Ob die Reform des Gemeinsamen Europäischen Asylsystems (GEAS) ein „großer Wurf“ ist, mag man unterschiedlich beurteilen – mit Sicherheit ist sie aber ein wichtiger und überfälliger Schritt zu mehr Ordnung im europäischen Asylsystem. Der Beschluss des Bundeskabinetts, diese Neuerungen zügig in nationales Recht umzusetzen, ist daher eine gute Nachricht. Nach Jahren des Stillstands und kontroverser Debatten liegen nun endlich einheitliche EU-Regeln vor. Dabei gibt es keinen Grund für Euphorie: Vor allem das europäische Außengrenzverfahren weist eine zu enge Begrenzung und zu viele Ausnahmen auf. Und auch künftig wird denjenigen, die Asyl beantragen, Zutritt zum Asylsystem und damit de facto Aufenthalt gewährt werden.
Ab Juni 2026 werden die neuen Regeln angewandt. Das ist ein wichtiger Baustein, um Ungleichheiten und Anreize für Sekundärmigration zu reduzieren. Künftig wird bereits an den EU-Außengrenzen entschieden, wer ein Asylverfahren durchlaufen darf und wer zügig in einen sicheren Drittstaat oder in den Herkunftsstaat zurückgeführt wird. Das sorgt für Klarheit und erschwert endlose Weiterwanderungen innerhalb Europas. Ein Solidarmechanismus soll die Grenzstaaten entlasten, während alle EU-Länder ihren Teil beitragen müssen. Für Deutschland bedeutet das weniger Mehrfachanträge dank EU-weiter Registrierung, schnellere Entscheidungen und Entlastungen für Länder und Kommunen. Wirklich Verfolgte erhalten schneller Schutz, während unbegründete Anträge rascher erkannt und abgeschlossen werden. Trotz dieses Fortschritts darf man die Grenzen der GEAS-Reform nicht übersehen. Die Brüsseler Einigung ist nur so gut wie ihre Umsetzung durch alle Mitgliedstaaten. Hier liegt eine Achillesferse: Alle Mitgliedstaaten müssen die beschlossenen Regeln konsequent anwenden und zugleich den Schutz der EU-Außengrenzen sowie die Rückführung abgelehnter Asylbewerber verbessern, da sonst neue Schlupflöcher entstehen. Solange eine Weiterreise nach Deutschland trotz Registrierung in anderen Mitgliedstaaten praktisch möglich bleibt, bleibt auch der Anreiz bestehen, lebensgefährliche Routen durch die Sahara oder über das Mittelmeer zu wählen. Damit gefährdet die Dysfunktionalität unseres Asylsystems Menschenleben – und ist gerade kein Ausdruck humanitärer Politik. Für eine Übergangszeit sind deshalb auch nationale Grenzkontrollen und Zurückweisungen an unseren Grenzen weiterhin notwendig.

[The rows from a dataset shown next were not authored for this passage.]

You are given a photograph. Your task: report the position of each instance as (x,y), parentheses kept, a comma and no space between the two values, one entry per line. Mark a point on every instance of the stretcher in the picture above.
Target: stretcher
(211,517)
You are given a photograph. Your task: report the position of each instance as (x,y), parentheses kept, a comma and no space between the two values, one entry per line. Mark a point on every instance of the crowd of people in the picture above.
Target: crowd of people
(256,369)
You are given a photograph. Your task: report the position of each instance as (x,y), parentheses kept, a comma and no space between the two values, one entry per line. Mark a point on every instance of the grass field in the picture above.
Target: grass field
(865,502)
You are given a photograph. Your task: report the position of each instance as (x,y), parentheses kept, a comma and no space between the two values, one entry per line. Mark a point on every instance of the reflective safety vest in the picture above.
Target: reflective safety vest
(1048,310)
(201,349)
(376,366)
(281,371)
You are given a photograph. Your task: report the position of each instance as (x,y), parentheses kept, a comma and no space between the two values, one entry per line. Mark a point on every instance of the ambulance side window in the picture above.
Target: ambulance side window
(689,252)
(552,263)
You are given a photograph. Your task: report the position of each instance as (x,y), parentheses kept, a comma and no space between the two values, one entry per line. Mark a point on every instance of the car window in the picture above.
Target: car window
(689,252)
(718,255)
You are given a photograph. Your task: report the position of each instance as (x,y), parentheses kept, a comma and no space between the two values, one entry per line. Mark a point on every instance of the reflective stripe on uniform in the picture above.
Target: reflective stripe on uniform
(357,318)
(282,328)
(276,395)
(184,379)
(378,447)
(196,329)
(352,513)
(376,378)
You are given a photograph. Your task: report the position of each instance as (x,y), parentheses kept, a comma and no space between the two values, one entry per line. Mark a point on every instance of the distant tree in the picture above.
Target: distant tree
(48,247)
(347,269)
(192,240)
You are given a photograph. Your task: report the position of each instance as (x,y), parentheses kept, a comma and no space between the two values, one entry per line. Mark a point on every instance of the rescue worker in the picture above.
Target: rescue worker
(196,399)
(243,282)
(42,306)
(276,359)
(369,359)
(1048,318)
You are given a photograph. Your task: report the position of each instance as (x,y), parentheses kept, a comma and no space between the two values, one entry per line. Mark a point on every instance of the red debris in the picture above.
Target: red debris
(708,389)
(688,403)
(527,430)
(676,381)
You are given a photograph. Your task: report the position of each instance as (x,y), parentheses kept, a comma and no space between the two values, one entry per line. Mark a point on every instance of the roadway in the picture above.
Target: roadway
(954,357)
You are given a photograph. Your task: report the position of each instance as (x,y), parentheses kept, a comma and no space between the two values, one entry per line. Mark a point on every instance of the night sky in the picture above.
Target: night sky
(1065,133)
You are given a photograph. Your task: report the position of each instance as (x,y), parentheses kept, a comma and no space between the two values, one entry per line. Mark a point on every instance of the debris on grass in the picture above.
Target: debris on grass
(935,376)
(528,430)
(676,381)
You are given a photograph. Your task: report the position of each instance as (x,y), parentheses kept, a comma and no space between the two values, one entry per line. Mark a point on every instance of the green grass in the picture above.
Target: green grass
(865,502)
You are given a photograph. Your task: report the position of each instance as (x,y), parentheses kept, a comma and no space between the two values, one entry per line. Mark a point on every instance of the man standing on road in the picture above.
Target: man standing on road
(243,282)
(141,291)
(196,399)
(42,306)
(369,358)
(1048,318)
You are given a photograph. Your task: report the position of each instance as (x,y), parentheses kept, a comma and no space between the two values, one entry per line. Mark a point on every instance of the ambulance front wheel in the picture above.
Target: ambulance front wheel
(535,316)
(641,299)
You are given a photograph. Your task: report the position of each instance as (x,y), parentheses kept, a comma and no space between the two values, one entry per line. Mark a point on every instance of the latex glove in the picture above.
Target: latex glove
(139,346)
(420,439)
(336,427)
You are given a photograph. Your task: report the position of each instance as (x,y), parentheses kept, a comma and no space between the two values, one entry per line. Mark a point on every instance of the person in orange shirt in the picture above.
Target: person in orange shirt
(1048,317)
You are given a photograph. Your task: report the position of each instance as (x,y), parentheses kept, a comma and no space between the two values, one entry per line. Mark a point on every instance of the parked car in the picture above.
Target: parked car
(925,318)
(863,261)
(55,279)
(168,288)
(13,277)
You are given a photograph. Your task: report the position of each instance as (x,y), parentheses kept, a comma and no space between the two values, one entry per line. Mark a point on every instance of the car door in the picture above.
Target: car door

Inwieweit die Reform die bislang kaum praktizierten Dublin-Überstellungen tatsächlich effektiver macht, kann sich erst in der Praxis erweisen. Hilfreich sind hierbei die neu vorgesehenen Sekundärmigrationszentren: Sie können helfen, die Überstellungen organisatorisch abzusichern und so den europäischen Rechtsrahmen auch praktisch durchzusetzen. Klar ist: Die Reform allein wird die komplexe Migrationsfrage nicht lösen. Zusätzliche gemeinsame Anstrengungen sind nötig – von einem besseren Schutz der EU-Außengrenzen über konsequentere Rückführungen abgelehnter Asylbewerber bis hin zu belastbaren Partnerschaften mit Drittstaaten. Gut ist es daher, dass auch die EU-Kommission bereits die nächsten Schritte vorbereitet – wie insbesondere die deutliche Absenkung des Verbindungselementes in einer neuen EU-Rückführungsverordnung: Rückführungen können dann zum Beispiel nicht nur in den Herkunftsstaat eines abgelehnten Asylbewerbers erfolgen, sondern unter anderem auch in alle Transitstaaten, die er durchquert hat. Das wäre ein erster vernünftiger Schritt zu einem „Drittstaaten-Modell“ im Asylrecht. Aus Sicht der Justiz bietet die Reform die Chance auf schlankere, rechtssichere Verfahren. Das entlastet die Gerichte spürbar und stärkt das Vertrauen in das Asylsystem.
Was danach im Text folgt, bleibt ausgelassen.